Based on the foregoing, Claimants have failed to carry their burden of proof to establish, by a preponderance of the evidence, the amount and validity of their claim.
CONCLUSION
Absent the commencement of this chapter 7 case, it is possible Track Data Corporation would have foreclosed its mortgage lien and sold the Real Property at a foreclosure sale at a significant discount. As a result of Meluchim's commencement of this involuntary bankruptcy case, the chapter 7 trustee was able to maximize the Real Property's value and create an estate sufficient to pay claims in full, with interest, and to distribute funds on account of equity. A chapter 7 case that produces a distribution to equity holders is rare and the chapter 7 trustee's results are commendable. Therefore, it is counterintuitive the Meluchim/Landau POC should be disallowed. Additionally, Landau and the Overseas Investors are similarly situated in that Strulovitch took their money and did not account for it. Yet, the Overseas Investors that are members of Operations likely will receive some compensation and Landau likely will not.
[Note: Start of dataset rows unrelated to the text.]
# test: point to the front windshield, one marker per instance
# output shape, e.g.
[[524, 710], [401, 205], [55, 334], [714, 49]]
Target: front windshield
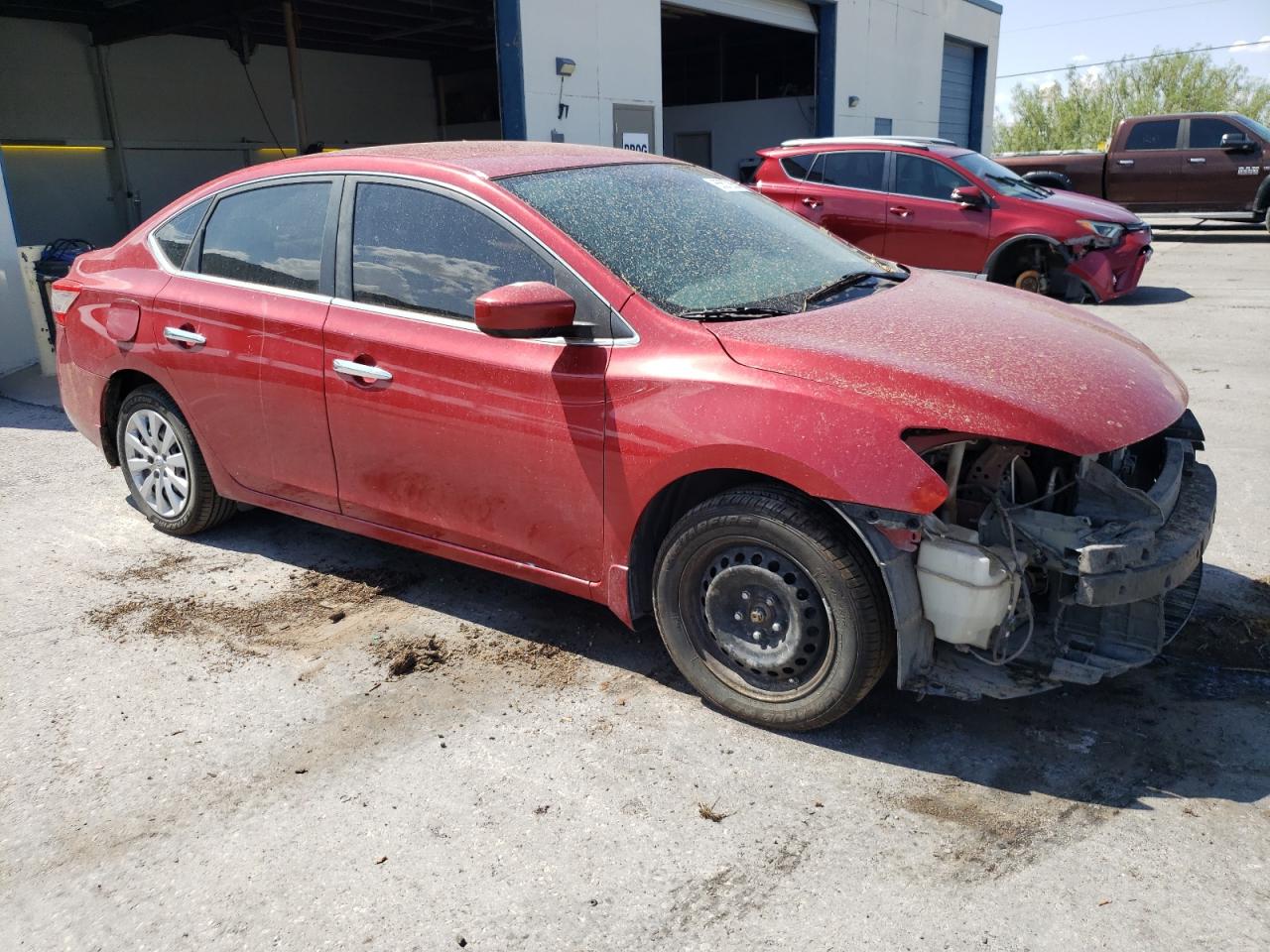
[[997, 176], [689, 239], [1259, 127]]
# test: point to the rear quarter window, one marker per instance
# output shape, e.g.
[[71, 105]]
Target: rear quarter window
[[855, 169], [177, 234], [1155, 134], [798, 167]]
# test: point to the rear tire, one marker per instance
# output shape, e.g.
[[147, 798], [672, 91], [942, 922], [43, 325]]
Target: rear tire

In hindsight, the State Court Judgment could appear harsh (especially considering she ruled in favor of Strulovitch after precluding Strulovitch from admitting evidence). However, this Court cannot know whether the State Court Justice was aware of Strulovitch's alleged fraud on investors. Moreover, this Court cannot know whether the State Court Justice was aware of the Real Property's high fair market value relative to Track Data Corporation's mortgage claim or that Track Data Corporation's foreclosure action was not an indication that the investment in the Real Property was a failure. Whether correct or not, this Court does not have the authority to disregard the State Court Judgment. D.C. Ct. of Appeals v. Feldman, 460 U.S. 462, 482, 103 S.Ct. 1303, 1315, 75 L.Ed.2d 206 (1983) (finding a lower court has no authority to review final judgments of a state court injudicial proceedings). Further, neither Claimant requested relief from the automatic stay to appeal the State Court Judgment.
Based on the foregoing, Claimants' motion for summary judgment is denied, Operation's motion for summary judgment is granted and the Meluchim/Landau POC is disallowed in full and expunged. Operations is directed to submit an order consistent with this memorandum within fourteen days of its entry on the docket.